Début décembre, un porte-conteneurs a perdu une partie de sa cargaison au large du Portugal. Ces granulés plastiques de quelques millimètres de diamètre sont notamment utilisés comme matériau de remplissage dans les emballages. Il y a cinq ans, un désastre écologique similaire s’était produit sur la côte des Wadden aux Pays-Bas et en Allemagne.

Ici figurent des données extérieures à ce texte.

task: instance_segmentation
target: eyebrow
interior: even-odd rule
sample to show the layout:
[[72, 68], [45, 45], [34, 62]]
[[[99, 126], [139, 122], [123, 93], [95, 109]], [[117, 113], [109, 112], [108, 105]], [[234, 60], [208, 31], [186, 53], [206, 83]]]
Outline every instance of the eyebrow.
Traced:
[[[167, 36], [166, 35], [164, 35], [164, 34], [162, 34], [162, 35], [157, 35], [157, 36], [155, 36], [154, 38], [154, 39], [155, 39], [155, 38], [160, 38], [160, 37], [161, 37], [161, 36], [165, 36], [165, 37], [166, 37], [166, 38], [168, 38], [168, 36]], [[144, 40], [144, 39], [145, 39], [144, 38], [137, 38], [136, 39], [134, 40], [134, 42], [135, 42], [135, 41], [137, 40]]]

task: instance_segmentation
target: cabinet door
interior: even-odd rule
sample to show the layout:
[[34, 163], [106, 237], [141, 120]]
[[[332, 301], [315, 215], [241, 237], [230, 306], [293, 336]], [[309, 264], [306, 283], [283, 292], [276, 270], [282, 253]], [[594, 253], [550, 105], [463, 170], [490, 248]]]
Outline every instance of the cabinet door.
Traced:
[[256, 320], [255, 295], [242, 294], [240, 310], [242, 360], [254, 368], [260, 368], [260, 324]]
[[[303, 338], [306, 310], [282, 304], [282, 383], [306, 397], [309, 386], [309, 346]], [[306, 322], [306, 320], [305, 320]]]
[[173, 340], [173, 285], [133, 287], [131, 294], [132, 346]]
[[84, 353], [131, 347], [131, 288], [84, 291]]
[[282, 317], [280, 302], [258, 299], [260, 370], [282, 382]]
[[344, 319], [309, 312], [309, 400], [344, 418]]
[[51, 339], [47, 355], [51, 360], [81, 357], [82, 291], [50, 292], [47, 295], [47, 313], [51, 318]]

La Commission européenne a récemment annoncé de nouvelles règles contre le plastique en tant que matériau d’emballage. Mais le commissaire à l’environnement Virginius Sinkevicius ne souhaite pas (encore ?) appliquer ces règles à la navigation maritime, car cela est déjà réglementé au niveau international via l’Organisation maritime internationale (OMI). L’Union européenne pourrait toutefois s’accorder sur des règles relatives aux transports maritimes à destination des pays de l’UE.
L’eurodéputée néerlandaise Anja Haga (ChristenUnie) souhaite plaider jeudi à Strasbourg pour des règles plus strictes concernant les porte-conteneurs et insister sur une interdiction des granulés plastiques non biodégradables. La semaine dernière, la commission Environnement du Parlement européen a déjà adopté une résolution à ce sujet, sur laquelle le vote aura lieu cette semaine.
« Depuis plusieurs semaines, des millions de granulés plastiques échouent sur la côte espagnole, à cause d’un conteneur tombé à la mer. Il y a cinq ans, j’ai vu de mes propres yeux les dégâts énormes provoqués par la catastrophe du MSC Zoe dans la région des Wadden. J’ai alors décidé de vivre sans plastique. C’est donc avec le cœur lourd que je constate aujourd’hui une nouvelle catastrophe environnementale d’une telle ampleur », déclare Haga.
Les granulés plastiques, ou polypropylène, sont notamment utilisés pour polir des produits métalliques. C’est un matériau qui absorbe les chocs et les impacts et peut également servir de matériau de remplissage. Ainsi, on évite que les produits fragiles s’endommagent entre eux pendant le transport si l’emballage contient trop d’espace vide. Selon l’Agence européenne des substances chimiques, 176 000 tonnes de plastique sont accidentellement déversées chaque année dans l’environnement.
Joao Albuquerque, négociateur principal du Parlement européen, a déclaré jeudi que la nouvelle loi devrait aussi s’appliquer aux rejets accidentels dans le secteur maritime. « Cela est devenu extrêmement urgent. Ce genre de drames environnementaux est presque toujours évitable ».
La Commission européenne proposait initialement que les entreprises transportant plus de 1 000 tonnes de granulés plastiques subissent un contrôle. Le Parlement envisage désormais d’abaisser ce seuil à 250 tonnes. Les parlementaires européens souhaitent également que la loi couvre non seulement les granulés plastiques, mais aussi les flocons, poudres et substances plastiques utilisées pour la fabrication de produits.
Le Parlement européen veut accélérer la procédure afin que les négociations avec les États membres puissent être achevées avant les élections européennes de juin. Les députés écologistes et libéraux soutiennent cette démarche, mais les chrétiens-démocrates de centre droit s’opposent à certaines dispositions, telles que la tentative d’élargir le nombre d’entreprises concernées par la loi, ce qui entraînerait une charge administrative trop importante pour trop de petites entreprises.